Paul at Corinth: The Gift Tested and Tamed
By the time Paul wrote 1 Corinthians, the gift had come to a congregation that mishandled it. He ranks tongues at the bottom of the gift list (1 Corinthians 12:28), requires interpretation for public use on pain of silence (1 Corinthians 14:27–28). Paul even framed the gift’s covenantal function as a sign of judgment on unbelieving Israel, citing Isaiah 28:11–12 (1 Corinthians 14:21–22).

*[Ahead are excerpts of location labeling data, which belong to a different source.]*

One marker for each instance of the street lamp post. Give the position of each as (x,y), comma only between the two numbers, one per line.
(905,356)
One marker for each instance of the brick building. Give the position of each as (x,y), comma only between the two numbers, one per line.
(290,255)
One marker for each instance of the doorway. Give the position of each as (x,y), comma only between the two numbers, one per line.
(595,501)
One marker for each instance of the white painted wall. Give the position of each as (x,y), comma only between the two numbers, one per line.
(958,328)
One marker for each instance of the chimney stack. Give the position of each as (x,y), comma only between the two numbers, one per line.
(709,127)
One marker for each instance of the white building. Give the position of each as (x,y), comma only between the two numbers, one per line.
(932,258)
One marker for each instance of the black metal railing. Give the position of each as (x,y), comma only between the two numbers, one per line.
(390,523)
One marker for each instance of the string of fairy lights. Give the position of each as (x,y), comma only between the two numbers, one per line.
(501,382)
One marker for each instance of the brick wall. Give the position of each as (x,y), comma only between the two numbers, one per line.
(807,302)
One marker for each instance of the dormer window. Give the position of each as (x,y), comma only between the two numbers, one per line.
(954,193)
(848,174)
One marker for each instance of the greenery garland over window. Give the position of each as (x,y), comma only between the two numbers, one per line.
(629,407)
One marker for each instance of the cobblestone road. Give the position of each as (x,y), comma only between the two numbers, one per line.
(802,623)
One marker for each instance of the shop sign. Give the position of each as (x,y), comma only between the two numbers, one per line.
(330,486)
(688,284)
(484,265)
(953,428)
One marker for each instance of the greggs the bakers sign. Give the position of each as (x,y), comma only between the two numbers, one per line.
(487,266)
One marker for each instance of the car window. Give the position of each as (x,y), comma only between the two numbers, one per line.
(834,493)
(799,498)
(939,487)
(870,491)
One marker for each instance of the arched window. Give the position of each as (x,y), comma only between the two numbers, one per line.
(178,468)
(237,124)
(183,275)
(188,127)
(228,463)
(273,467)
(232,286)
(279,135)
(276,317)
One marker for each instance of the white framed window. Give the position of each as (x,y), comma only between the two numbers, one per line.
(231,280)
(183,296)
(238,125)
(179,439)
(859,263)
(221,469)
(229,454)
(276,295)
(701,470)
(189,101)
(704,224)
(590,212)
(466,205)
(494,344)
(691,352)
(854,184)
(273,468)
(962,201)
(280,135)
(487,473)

Charles Hodge identifies four marks of the biblical gift:
“It is clear, 1. That the word tongues in this connection means languages. 2. That the speaker with tongues was in a state of calm self-control. 3. That what he said was intelligible to himself, and could be interpreted to others. 4. That the unintelligibleness of what was said, arose not from the sounds uttered being inarticulate, but from the ignorance of the hearer.”3
Paul himself sets an expiration date. In 1 Corinthians 13:8 he predicts the gift’s termination:
“Love never ends. As for prophecies, they will pass away; as for tongues, they will cease; as for knowledge, it will pass away” (1 Corinthians 13:8).
A continuationist will reply that “when the perfect comes” (v. 10) is Christ’s return, so tongues continue until then. Reformed exegetes read “the perfect” two ways: some as the Parousia (Second Coming), others as the closing of the canon.4 The cessation case stands either way.

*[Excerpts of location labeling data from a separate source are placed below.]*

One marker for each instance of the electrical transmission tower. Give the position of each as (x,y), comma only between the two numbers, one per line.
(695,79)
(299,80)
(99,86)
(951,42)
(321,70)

Paul tells us in Ephesians 2:19–20 that the apostles and prophets are the foundation of the church, with Christ as the cornerstone. A foundation is laid only once. The revelatory and credentialing gifts (gifts that authenticated the apostles as God’s messengers) were given to lay that foundation. These included prophecy, tongues, and knowledge in the apostolic sense.
A continuationist might object that non-apostles also spoke in tongues, at Pentecost, in Cornelius’s household, at Ephesus, and in Corinth. Each instance happens within the apostolic age, under apostolic ministry (Acts 8:17, 19:6) or at a redemptive-historical milestone authenticating the apostolic mission (Acts 2, 10).
Once the foundation was laid and the canon closed, the gifts had served their purpose.
- George Thomas Kurian, Nelson’s New Christian Dictionary, “xenoglossy.”
- John Calvin, Commentary on the Acts of the Apostles, on Acts 2:4.
- Charles Hodge, An Exposition of the First Epistle to the Corinthians, on 1 Corinthians 14.
- Simon J. Kistemaker, Exposition of the First Epistle to the Corinthians, New Testament Commentary, 467–68.